The pessimists tend to fear the HPC-AI convergence as a collision, where the large mainstream AI market overwhelms the smaller HPC market, forcing scientific researchers and other HPC users to do their work on processors and systems optimized for mainstream AI and not for advanced, physics-based simulation. There is reason for concern, although HPC users have had to turn to mainstream IT markets for technology in the past. As someone pointed out in a panel session on future processor architectures I chaired at the recent EuroHPC Summit in Krakow, the HPC market has never been big enough financially to have its own processor and has had to borrow more economical processors from larger, mainstream IT markets—especially x86 CPUs and then GPUs.

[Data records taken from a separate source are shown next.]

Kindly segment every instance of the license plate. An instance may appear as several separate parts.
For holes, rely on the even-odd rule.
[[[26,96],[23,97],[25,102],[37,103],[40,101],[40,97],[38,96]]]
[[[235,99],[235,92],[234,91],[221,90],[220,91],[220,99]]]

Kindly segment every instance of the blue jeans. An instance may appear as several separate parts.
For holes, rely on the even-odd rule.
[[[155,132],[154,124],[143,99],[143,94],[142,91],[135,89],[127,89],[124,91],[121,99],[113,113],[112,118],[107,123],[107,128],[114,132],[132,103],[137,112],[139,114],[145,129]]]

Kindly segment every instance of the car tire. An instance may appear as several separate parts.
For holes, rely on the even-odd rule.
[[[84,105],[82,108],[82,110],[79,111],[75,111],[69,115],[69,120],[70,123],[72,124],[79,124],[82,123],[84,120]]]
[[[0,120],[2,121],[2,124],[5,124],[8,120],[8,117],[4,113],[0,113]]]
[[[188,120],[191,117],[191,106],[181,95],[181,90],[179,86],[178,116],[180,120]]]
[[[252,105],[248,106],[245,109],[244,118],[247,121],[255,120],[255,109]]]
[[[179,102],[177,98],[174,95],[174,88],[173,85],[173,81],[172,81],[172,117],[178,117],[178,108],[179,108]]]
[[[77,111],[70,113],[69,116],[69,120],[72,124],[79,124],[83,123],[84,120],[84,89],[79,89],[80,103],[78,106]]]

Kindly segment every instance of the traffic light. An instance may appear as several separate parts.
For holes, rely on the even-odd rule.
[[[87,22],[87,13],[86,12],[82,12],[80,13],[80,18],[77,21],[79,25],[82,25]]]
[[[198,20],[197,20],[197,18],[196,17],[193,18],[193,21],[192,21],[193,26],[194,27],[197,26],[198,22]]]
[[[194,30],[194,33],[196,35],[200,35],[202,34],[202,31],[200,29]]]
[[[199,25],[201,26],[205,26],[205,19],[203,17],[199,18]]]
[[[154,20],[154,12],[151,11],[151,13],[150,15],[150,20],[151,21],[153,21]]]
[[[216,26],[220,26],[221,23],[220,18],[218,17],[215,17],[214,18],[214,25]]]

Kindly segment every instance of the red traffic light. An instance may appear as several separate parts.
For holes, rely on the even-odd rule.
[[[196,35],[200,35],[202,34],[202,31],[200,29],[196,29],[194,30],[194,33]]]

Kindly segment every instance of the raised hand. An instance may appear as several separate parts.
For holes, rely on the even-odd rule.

Concerns That May Keep Optimists and Pessimists Up at Night

Here are things in the HPC-AI convergence that seem to concern optimists and pessimists alike:

Inadequate access to GPUs. GPUs have been in short supply. A concern is that the superior purchasing power of hyperscalers—the biggest customers for GPUs—may make it difficult for Nvidia, AMD and others to justify accepting orders from the HPC community.
Pressure to Overbuy GPUs. Some HPC data center directors, especially in the government sector, told us that AI “hype” is so strong that their proposals for next-generation supercomputers had to be replete with mentions of AI. This later forced them to follow through and buy more GPUs—and fewer CPUs—that their user community needed.
Difficulty Negotiating System Prices. More than one HPC data center director reported that, given the GPU shortage and the superior purchasing power of hyperscalers, vendors of GPU-centric HPC systems have become reluctant to enter into customary price negotiations with them.
Continuing Availability of FP64. Some HPC data center directors say they’ve been unable to get assurance that FP64 units will be available for their next supercomputers several years from now. Double precision isn’t essential for many mainstream AI workloads and vendors are developing smart algorithms and software emulators aimed at producing FP64-like results run at lower or mixed precision.

Preliminary Conclusion

It’s early in the game and already clear that AI is here to stay—not another “AI winter.” Similarly, nothing is going to stop the HPC-AI convergence. Even pessimists foresee strong benefits for the HPC community from this powerful trend. HPC users in government and academic settings are moving full speed ahead with AI research and innovation, while HPC-reliant industrial firms are predictably more cautious but already have applications in mind. Oil and gas majors, for example, are starting to apply AI in alternative energy research. The airline industry tells us AI won’t replace pilots in the foreseeable future, but with today’s global pilot shortage, some cockpit tasks can probably be safely offloaded to AI. There are some real concerns as noted above, but most HPC community members we talk with believe that the HPC-AI convergence is inevitable, it will bring benefits and the HPC community will adapt to this shift as it has to prior transitions.

About the Author

BigDATAwire contributing editor Steve Conway’s day job is as a senior analyst with Intersect360 Research. Steve has closely tracked AI developments for over a decade, leading HPC and AI studies for government agencies around the world, co-authoring with Johns Hopkins University Advanced Physics Laboratory (JHUAPL) an AI primer for senior U.S. military leaders, and speaking frequently on AI and related topics.